That is the golden rule of World Cups. Slowly, over the last few days, color has started to flourish on the streets of Doha, fans draped in Ecuadorean tricolors and brandishing Moroccan flags and wearing thobes in Croatia’s checkerboard pattern while wandering through Souq Waqif, Doha’s purposefully vintage market, and along the waterfront Corniche.
This is what happens, no matter how deep-rooted and sincerely-held the concerns and the doubts and the distaste: the carnival erupts and the sport takes hold, the spotlight that had scoured the shadows of the tournament now focused resolutely and unapologetically on the brilliance of Brazil or the romance of Argentina or the ruthless poise of France.

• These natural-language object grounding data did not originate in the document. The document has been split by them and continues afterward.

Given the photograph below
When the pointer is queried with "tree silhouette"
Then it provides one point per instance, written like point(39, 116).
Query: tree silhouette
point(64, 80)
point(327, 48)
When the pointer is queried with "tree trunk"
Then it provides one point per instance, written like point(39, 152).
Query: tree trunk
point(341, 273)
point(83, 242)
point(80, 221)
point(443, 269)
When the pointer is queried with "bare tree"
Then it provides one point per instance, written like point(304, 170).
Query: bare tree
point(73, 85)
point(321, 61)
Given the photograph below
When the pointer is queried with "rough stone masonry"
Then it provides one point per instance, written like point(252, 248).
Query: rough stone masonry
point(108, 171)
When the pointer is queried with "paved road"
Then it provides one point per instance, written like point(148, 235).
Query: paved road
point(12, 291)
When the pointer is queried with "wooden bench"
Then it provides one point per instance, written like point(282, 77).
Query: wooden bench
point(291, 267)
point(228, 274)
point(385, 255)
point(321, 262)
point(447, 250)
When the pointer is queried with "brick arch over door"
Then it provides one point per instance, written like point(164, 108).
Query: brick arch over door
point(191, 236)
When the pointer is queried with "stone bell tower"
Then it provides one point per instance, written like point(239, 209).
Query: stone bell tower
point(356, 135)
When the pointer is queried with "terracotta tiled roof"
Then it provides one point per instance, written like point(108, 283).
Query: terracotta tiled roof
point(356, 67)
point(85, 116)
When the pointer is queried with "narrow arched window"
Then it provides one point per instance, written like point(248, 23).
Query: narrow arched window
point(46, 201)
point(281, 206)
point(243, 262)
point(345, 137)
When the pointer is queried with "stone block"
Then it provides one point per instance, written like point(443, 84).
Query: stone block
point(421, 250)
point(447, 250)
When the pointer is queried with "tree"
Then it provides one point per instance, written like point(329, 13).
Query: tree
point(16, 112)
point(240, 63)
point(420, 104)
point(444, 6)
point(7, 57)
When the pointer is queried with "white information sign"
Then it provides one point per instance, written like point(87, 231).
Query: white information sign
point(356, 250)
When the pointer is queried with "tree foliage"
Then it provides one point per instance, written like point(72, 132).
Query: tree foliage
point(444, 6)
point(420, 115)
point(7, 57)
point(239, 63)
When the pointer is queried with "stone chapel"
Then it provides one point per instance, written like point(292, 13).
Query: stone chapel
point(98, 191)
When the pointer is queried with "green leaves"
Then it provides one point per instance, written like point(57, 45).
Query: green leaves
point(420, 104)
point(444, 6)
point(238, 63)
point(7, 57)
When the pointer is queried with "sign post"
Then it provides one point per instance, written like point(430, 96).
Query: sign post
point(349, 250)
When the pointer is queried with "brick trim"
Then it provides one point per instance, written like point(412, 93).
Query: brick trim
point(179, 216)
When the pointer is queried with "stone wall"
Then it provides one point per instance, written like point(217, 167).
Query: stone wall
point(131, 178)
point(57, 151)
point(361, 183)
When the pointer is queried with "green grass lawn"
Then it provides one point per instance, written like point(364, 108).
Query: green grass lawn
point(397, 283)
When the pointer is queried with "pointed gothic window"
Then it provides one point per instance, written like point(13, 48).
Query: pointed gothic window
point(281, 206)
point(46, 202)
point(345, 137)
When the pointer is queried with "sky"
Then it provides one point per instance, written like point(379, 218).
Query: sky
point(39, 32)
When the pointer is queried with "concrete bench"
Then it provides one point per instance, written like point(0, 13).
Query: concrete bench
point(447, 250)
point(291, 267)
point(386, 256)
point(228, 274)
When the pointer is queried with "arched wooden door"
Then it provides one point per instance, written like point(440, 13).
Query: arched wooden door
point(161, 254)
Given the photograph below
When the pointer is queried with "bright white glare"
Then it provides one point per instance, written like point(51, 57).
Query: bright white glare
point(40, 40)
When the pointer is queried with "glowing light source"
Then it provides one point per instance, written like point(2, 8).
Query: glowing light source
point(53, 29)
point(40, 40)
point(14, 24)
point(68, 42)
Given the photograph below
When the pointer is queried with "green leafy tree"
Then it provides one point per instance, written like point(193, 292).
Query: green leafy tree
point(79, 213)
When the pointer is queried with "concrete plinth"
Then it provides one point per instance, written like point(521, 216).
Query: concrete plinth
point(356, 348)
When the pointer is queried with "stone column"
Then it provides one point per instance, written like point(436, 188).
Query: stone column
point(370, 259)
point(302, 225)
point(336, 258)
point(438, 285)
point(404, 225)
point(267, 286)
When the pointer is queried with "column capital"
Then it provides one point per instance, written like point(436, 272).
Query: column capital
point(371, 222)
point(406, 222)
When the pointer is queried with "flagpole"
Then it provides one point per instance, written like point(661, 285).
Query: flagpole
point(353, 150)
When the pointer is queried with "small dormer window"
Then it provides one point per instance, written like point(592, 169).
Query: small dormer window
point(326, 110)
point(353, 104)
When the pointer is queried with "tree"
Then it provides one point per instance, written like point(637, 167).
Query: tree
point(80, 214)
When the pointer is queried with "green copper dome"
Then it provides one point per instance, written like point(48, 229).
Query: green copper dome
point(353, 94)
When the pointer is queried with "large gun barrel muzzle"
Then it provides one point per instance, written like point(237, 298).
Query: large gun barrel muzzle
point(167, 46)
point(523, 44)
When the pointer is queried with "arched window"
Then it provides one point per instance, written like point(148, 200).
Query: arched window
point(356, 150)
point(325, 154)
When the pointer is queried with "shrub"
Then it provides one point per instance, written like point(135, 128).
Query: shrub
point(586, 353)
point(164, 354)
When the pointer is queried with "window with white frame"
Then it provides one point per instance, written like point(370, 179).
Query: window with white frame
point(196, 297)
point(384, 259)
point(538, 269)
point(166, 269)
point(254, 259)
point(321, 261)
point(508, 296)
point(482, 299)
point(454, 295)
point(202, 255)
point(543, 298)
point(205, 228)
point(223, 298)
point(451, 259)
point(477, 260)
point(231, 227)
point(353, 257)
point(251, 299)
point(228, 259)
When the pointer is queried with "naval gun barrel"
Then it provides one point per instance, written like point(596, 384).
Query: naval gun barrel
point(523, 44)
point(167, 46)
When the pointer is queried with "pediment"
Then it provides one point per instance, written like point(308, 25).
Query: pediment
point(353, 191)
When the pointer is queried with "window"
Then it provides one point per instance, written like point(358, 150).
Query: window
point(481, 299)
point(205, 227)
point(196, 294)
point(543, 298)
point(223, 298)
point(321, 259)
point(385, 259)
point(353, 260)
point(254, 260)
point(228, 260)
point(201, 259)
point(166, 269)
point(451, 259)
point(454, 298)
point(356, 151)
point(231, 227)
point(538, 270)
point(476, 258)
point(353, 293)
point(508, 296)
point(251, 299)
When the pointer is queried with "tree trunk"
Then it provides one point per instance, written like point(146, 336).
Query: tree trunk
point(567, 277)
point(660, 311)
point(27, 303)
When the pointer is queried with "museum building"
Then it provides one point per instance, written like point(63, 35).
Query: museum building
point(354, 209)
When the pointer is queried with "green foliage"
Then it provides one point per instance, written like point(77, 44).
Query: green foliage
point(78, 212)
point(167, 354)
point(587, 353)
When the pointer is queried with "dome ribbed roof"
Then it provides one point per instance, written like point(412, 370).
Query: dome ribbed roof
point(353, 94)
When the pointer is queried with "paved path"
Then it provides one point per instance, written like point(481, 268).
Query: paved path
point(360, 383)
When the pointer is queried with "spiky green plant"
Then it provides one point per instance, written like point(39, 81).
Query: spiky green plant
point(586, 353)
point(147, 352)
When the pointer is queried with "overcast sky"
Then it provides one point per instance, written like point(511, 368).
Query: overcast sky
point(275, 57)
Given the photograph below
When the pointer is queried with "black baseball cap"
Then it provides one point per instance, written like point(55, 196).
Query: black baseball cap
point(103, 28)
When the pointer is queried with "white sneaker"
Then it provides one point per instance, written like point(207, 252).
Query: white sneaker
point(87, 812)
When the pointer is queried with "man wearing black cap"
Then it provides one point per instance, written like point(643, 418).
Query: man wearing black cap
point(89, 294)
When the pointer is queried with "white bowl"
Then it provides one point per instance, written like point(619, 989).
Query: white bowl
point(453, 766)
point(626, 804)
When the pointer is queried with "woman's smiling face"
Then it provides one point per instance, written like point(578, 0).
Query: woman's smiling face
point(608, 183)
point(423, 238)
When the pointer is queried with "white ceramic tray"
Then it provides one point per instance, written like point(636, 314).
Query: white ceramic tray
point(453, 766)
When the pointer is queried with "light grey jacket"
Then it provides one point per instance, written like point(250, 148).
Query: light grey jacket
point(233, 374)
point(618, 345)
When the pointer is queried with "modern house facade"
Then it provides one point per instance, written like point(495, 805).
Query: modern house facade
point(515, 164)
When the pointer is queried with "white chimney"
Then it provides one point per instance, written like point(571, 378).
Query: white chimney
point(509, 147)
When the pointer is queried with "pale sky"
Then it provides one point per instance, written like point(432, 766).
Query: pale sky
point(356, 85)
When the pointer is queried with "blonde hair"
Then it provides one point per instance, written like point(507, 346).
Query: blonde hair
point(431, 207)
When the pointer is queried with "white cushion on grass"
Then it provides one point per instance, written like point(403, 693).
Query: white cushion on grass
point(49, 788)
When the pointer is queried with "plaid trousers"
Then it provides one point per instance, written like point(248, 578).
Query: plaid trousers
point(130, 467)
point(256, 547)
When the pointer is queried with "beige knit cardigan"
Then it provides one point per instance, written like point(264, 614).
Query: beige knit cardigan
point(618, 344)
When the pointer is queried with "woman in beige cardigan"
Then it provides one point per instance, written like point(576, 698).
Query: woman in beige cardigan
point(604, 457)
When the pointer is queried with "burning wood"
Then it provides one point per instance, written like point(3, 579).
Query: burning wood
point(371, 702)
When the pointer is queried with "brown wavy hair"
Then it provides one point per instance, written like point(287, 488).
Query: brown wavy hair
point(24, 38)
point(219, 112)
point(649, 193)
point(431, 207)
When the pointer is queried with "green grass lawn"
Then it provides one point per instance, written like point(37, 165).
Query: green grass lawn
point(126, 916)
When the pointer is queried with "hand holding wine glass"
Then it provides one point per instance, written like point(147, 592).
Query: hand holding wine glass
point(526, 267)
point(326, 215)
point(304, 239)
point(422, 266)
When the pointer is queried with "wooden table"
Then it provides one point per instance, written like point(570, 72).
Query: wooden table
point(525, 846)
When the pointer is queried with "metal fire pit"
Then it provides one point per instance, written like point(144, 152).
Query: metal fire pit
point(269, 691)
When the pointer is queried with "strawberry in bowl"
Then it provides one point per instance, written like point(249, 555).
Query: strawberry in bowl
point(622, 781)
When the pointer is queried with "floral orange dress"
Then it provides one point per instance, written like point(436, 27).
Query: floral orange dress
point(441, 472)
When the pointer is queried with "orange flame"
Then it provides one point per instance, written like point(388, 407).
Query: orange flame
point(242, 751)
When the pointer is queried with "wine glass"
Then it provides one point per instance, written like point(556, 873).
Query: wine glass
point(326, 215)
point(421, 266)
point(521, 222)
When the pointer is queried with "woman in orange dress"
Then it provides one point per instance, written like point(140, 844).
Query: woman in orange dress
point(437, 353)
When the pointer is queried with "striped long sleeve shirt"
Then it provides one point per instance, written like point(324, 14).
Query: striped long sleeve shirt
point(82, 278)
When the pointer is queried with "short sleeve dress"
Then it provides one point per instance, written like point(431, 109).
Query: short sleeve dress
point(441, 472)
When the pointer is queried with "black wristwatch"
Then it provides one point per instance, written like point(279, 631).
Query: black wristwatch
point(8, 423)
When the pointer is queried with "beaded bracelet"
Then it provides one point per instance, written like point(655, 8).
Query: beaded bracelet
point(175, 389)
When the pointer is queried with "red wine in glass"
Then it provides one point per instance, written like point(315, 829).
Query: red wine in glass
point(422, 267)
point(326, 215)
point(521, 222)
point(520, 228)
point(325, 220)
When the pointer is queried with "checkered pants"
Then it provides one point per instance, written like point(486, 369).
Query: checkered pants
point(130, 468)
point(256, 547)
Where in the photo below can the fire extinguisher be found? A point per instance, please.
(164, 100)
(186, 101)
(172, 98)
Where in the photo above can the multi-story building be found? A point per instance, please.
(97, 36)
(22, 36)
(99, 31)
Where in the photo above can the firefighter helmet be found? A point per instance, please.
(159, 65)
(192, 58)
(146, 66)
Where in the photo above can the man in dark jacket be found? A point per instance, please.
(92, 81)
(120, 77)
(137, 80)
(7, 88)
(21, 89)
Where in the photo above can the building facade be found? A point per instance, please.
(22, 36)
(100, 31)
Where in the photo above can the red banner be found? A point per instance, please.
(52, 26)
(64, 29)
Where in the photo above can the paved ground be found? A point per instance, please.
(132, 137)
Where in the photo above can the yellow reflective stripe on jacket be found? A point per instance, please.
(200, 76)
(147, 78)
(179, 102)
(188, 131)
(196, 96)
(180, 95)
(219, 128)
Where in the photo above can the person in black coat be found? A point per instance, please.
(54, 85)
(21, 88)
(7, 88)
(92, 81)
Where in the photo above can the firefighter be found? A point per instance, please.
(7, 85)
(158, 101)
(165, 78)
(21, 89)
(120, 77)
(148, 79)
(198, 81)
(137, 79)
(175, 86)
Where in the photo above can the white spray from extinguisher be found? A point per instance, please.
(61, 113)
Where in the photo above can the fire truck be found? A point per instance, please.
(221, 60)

Qatar 2022, in that sense, is unusually rich. This tournament will provide the swan song for a whole generation of players, not only Lionel Messi and Cristiano Ronaldo but an entire roster of names who have dominated the sport for more than a decade. So open is the field that each and every one of them will harbor some realistic hope that their farewell may be glorious.
That, of course, is what both FIFA and the Qatari authorities are not so much hoping for as relying on. Infantino, at one point in his soliloquy, sounded almost beseeching, urging the news media — presumably — not to criticize the players, not to criticize Qatar, not to spoil the fun for everyone watching at home.
“We all have difficult lives,” Infantino said, though he chose not to discuss whether all of those difficulties are equal or even, really, comparable. All any of us craves, he said, is the chance to forget those worries for a while, to have some time “when we don’t have to think about this,” but can instead “concentrate on something we love, and that thing is football.”
It is hard to think of a more fitting summary for this World Cup, for the World Cup in general, for the way FIFA sees the world. Life is hard, and complicated, and unhappy. But try not to talk about it, or ask any questions about it, or even think about it all. Better, far better, not to resist, but instead to sit back and allow it wash over you and through you, an opiate against the pain.